Unfortunately, some of these apps evaded detection and slipped into the Google Play Store and Apple App Store, acting as legitimate apps. On the plus side, Meta disclosed its findings to Apple and Google, and consequently, the tech giants removed the malicious apps from their respective app stores. However, that doesn’t automatically remove the apps from your phone, so if you have any of these 400 apps lurking on your phone, you must delete them ASAP!
How these 400 malicious apps tricked users
On the surface, these 400 deceitful apps appear harmless (e.g. music players, image editing, and VPNs). Beneath that facade, however, lurks malicious code that seeks to steal users’ credentials.
The sneaky apps input a “Login with Facebook” button, prompting users to enter their passwords. Consequently, attackers gain full access to victims’ accounts.
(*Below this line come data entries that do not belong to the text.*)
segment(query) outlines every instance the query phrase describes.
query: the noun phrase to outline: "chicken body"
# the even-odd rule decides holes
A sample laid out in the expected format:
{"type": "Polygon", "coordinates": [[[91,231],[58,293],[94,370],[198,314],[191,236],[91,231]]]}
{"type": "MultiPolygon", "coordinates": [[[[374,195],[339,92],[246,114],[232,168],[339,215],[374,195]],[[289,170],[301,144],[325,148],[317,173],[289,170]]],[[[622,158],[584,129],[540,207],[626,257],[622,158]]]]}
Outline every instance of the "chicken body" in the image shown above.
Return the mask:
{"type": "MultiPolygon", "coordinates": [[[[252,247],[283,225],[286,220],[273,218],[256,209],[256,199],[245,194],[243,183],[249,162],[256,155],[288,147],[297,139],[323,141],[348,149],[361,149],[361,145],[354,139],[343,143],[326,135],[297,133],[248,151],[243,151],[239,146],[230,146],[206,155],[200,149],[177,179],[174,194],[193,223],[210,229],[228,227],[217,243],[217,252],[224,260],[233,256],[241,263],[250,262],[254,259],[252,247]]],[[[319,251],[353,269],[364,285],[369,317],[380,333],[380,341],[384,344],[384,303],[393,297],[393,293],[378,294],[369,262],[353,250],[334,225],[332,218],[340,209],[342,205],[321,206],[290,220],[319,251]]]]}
Cybercriminals can then message their friends, post on their behalf and peer into their private, sensitive data.
Meta offered screenshots of these devious apps, including Dress Up Charming, Teana Music Player, and Mulu Music Player.
What’s worse is that many developers publish fake reviews of the apps to cover up the slew of negative ones that warn prospective downloaders.
If we listed every single malicious Android and iOS app that Meta discovered in its report, our fingers would fall off. Instead, you can find a full list of the apps here (opens in new tab).
Interestingly, most of the malicious Android apps claimed to be photo and video editors; we spotted a slew of VPNs, too. Conversely, most of the nasty iOS apps pretended to be FB analytics tools.
Meta recommends that users enable two-factor authentication, preferably using an authenticator app (e.g. Google Authenticator), to add an extra layer of security in case your account gets compromised. You should also turn on log-in alerts. This way, you’ll be notified about any strange, unfamiliar account logins.